I am trying to set a word vector model using the NLPL repository (
http://vectors.nlpl.eu/repository/)
my code:
import gensim
import zipfile
nlpl_zip="C:/Users/PC/Documents/CS/semesterD/nlp/project/47.zip"
with zipfile.ZipFile(nlpl_zip, "r") as archive:
stream = archive.open("model.bin")
word_vectors = gensim.models.KeyedVectors.load_word2vec_format(stream, binary=True,unicode_errors='replace')
this is the error i get:
--------------------------------------------------------------------------
TypeError Traceback (most recent call last)

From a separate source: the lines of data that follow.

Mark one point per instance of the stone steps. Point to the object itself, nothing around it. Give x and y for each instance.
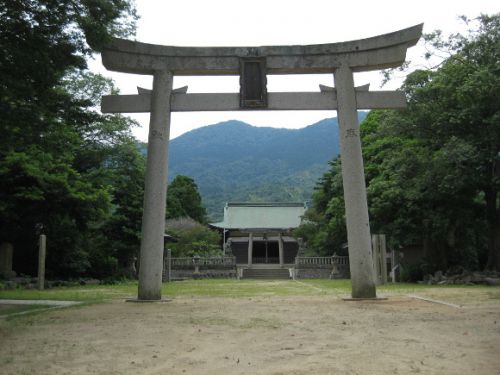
(272, 274)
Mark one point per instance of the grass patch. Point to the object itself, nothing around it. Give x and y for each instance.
(7, 310)
(86, 293)
(230, 288)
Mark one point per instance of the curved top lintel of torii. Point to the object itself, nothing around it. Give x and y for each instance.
(378, 52)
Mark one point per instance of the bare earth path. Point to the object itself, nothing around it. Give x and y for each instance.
(260, 335)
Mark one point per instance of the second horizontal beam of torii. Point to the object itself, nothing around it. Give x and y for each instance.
(286, 101)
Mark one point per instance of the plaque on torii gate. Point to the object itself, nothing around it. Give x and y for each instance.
(252, 64)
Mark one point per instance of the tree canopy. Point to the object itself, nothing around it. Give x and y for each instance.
(432, 170)
(62, 163)
(184, 200)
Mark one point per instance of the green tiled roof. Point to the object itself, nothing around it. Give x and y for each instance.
(261, 215)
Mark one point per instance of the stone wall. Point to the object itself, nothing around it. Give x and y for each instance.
(180, 274)
(322, 272)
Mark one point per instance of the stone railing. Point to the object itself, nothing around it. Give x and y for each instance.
(321, 261)
(199, 261)
(265, 260)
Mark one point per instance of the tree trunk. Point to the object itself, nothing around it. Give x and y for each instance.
(493, 262)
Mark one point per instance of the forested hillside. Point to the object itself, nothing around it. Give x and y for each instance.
(234, 161)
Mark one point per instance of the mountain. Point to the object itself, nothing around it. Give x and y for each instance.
(234, 161)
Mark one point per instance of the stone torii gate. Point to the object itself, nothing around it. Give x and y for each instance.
(252, 64)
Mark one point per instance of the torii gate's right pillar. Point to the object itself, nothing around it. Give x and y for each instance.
(353, 176)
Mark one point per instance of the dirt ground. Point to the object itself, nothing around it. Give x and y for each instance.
(271, 335)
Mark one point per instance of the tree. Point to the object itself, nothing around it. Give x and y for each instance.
(432, 170)
(183, 199)
(54, 144)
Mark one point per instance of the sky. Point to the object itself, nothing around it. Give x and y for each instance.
(278, 22)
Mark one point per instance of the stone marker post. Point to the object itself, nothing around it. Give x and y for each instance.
(42, 251)
(353, 176)
(169, 265)
(6, 254)
(155, 191)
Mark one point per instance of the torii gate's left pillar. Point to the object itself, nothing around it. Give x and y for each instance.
(155, 190)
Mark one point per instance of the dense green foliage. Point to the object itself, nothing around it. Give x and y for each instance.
(184, 200)
(432, 171)
(235, 162)
(62, 164)
(193, 238)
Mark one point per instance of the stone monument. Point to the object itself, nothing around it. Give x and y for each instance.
(6, 254)
(253, 64)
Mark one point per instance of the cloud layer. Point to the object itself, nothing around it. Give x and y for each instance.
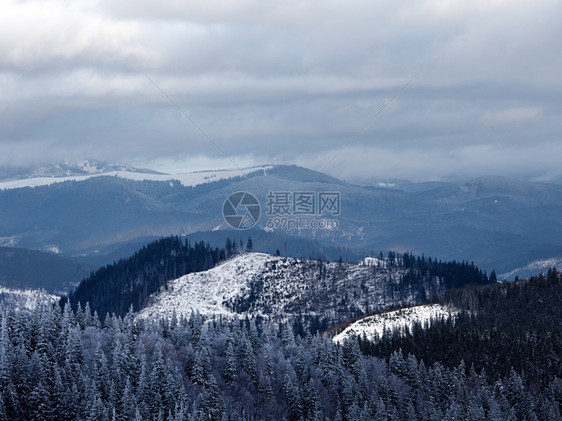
(286, 82)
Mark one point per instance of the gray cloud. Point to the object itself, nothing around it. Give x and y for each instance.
(289, 82)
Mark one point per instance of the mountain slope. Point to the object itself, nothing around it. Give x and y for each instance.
(22, 268)
(258, 284)
(497, 222)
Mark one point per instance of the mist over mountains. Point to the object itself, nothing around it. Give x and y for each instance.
(497, 222)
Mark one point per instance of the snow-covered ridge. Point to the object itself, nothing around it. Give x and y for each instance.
(280, 287)
(374, 326)
(185, 179)
(26, 299)
(533, 269)
(206, 292)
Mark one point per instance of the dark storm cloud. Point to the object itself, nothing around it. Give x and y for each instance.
(289, 82)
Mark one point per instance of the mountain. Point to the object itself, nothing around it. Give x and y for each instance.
(258, 284)
(27, 299)
(172, 274)
(499, 223)
(65, 169)
(22, 268)
(374, 327)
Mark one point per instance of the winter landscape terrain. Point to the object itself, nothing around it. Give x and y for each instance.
(265, 324)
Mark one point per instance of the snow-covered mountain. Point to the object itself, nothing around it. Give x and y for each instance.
(26, 299)
(532, 269)
(84, 170)
(374, 326)
(274, 286)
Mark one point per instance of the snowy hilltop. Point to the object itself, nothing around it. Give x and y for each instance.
(274, 286)
(373, 327)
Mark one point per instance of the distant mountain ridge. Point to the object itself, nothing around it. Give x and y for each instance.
(497, 222)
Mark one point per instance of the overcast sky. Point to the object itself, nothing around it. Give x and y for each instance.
(449, 88)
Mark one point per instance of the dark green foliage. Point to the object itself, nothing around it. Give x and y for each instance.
(114, 288)
(504, 327)
(22, 268)
(53, 366)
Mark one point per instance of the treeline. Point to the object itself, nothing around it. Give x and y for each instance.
(64, 365)
(453, 274)
(506, 330)
(114, 288)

Input In [5], in <cell line: 2>()
2 with zipfile.ZipFile(nlpl_zip, "r") as archive:
3 stream = archive.open("model.bin")
----> 4 word_vectors = gensim.models.KeyedVectors.load_word2vec_format(stream, binary=True,
5 unicode_errors='replace')
File ~\anaconda3\envs\hebnlp\lib\site-packages\gensim\models\keyedvectors.py:
1723, in KeyedVectors.load_word2vec_format(cls, fname, fvocab, binary, encoding, unicode_errors, limit, datatype, no_header)
1676 @classmethod
1677 def load_word2vec_format(
1678 cls, fname, fvocab=None, binary=False, encoding='utf8', unicode_errors='strict',
1679 limit=None, datatype=REAL, no_header=False,
1680 ):
1681 """Load KeyedVectors from a file produced by the original C word2vec-tool format.
1682
1683 Warnings
(...)
1721
1722 """
-> 1723 return _load_word2vec_format(
1724 cls, fname, fvocab=fvocab, binary=binary, encoding=encoding, unicode_errors=unicode_errors,
1725 limit=limit, datatype=datatype, no_header=no_header,
1726 )
File
~\anaconda3\envs\hebnlp\lib\site-packages\gensim\models\keyedvectors.py:2052, in _load_word2vec_format
(cls, fname, fvocab, binary, encoding, unicode_errors, limit, datatype, no_header, binary_chunk_size)
2049 counts[word] = int(count)
2051
logger.info("loading projection weights from
%s", fname)
-> 2052 with utils.open(fname, 'rb')
as fin:
2053
if no_header:
2054 # deduce both vocab_size & vector_size from 1st pass over file
2055
if binary:
File
~\anaconda3\envs\hebnlp\lib\site-packages\smart_open\smart_open_lib.py:224, in open
(uri, mode, buffering, encoding, errors, newline, closefd, opener, compression, transport_params)
221
except ValueError as ve:
222
raise NotImplementedError(ve.args[0])
--> 224 binary = _open_binary_stream(uri, binary_mode, transport_params)
225 decompressed = so_compression.compression_wrapper(binary, binary_mode, compression)
227
if 'b'
not in mode
or explicit_encoding
is not None:
File
~\anaconda3\envs\hebnlp\lib\site-packages\smart_open\smart_open_lib.py:396, in _open_binary_stream
(uri, mode, transport_params)
393
return fobj
395
if not isinstance(uri, str):
--> 396 raise TypeError("don't know how to handle uri
%s" % repr(uri))
398 scheme = _sniff_scheme(uri)
399 submodule = transport.get_transport(scheme)
TypeError: don't know how to handle uri <zipfile.ZipExtFile name='model.bin' mode='r' compress_type=deflate>
does anyone know the reason for the error?